Tuning the Crawl Performance

Your Web crawling strategy can be as simple as identifying a few well-known sites that are likely to contain links to most of the other intranet sites in your organization. You could test this by crawling these sites without indexing them. After the initial crawl, you have a good idea of the hosts that exist in your intranet. You could then define separate Web sources to facilitate crawling and indexing on individual sites.

However, the process of discovering and crawling your organization's intranet, or the Internet, is generally an interactive one characterized by periodic analysis of crawling results and modification to crawling parameters. For example, if you observe that the crawler is spending days crawling one Web host, then you might want to exclude crawling at that host or limit the crawling depth.

This section contains the most common things to consider to improve crawl performance:

Understanding the Crawler Schedule
Registering a Proxy
Checking Boundary Rules
Checking Dynamic Pages
Checking Crawler Depth
Checking Robots Rule
Checking Duplicate Documents
Checking Redirected Pages
Checking URL Looping
Increasing the Oracle Redo Log File Size
What to Do Next
Automatically Adding Datafiles

Understanding the Crawler Schedule

Schedules define the frequency at which the Oracle SES index is updated with information about each source. This section describes characteristics the Oracle SES crawler schedule.
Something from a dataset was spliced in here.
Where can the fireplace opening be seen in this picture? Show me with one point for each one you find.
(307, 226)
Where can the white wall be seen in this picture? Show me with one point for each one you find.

The Failed Schedules section on the Home - General page lists all schedules that have failed. A failed schedule is one in which the crawler encountered an irrecoverable error, such as an indexing error or a source-specific login error, and cannot proceed. A failed schedule could be because of a partial collection and indexing of documents.
The smallest granularity of the schedule interval is one hour. For example, you cannot start a schedule at 1:30 am.
If a crawl takes longer to finish than the scheduled interval, then it starts again when the current crawl is done. Currently, there is no option to have the scheduled time automatically pushed back to the next scheduled time.
When multiple sources are assigned to one schedule, the sources are crawled one by one following the order of their assignment in the schedule.
The schedule starts crawling the assigned sources in the assigned order. Only one source is crawling under a schedule at any given time. If a source crawl fails, then the rest of the sources assigned after it are not crawled. The schedule does not restart. You must either resolve the cause of the failure and resume the schedule, or remove the failed source from the schedule.
There is no automatic e-mail notification of schedule success or failure.

Registering a Proxy

By default, Oracle SES is configured to crawl Web sites in the intranet, so no additional configuration is required. However, to crawl Web sites on the Internet (also referred to as external Web sites), Oracle SES needs the HTTP proxy server information.

To register a proxy:

On the Global Settings page under Sources, select Proxy Settings.
Enter the proxy server name and port. Click Set Proxy.
Enter the internal host name suffix under Exceptions, so that internal Web sites do not go through the proxy server. Click Set Domain Exceptions.

To exclude the entire domain, omit http, begin with *., and use the suffix of the host name. For example, *.us.example.com or *.example.com. Entries without the *. prefix are treated as a single host. Use the IP address only when the URL crawled is also specified using the IP for the host name. They must be consistent.
If the proxy requires authentication, then enter the proxy authentication information on the Global Settings - Authentication page.

Checking Boundary Rules

The seed URL you enter when you create a source is turned into an inclusion rule. For example, if www.example.com is the seed URL, then Oracle SES creates an inclusion rule that only URLs containing the string www.example.com are crawled.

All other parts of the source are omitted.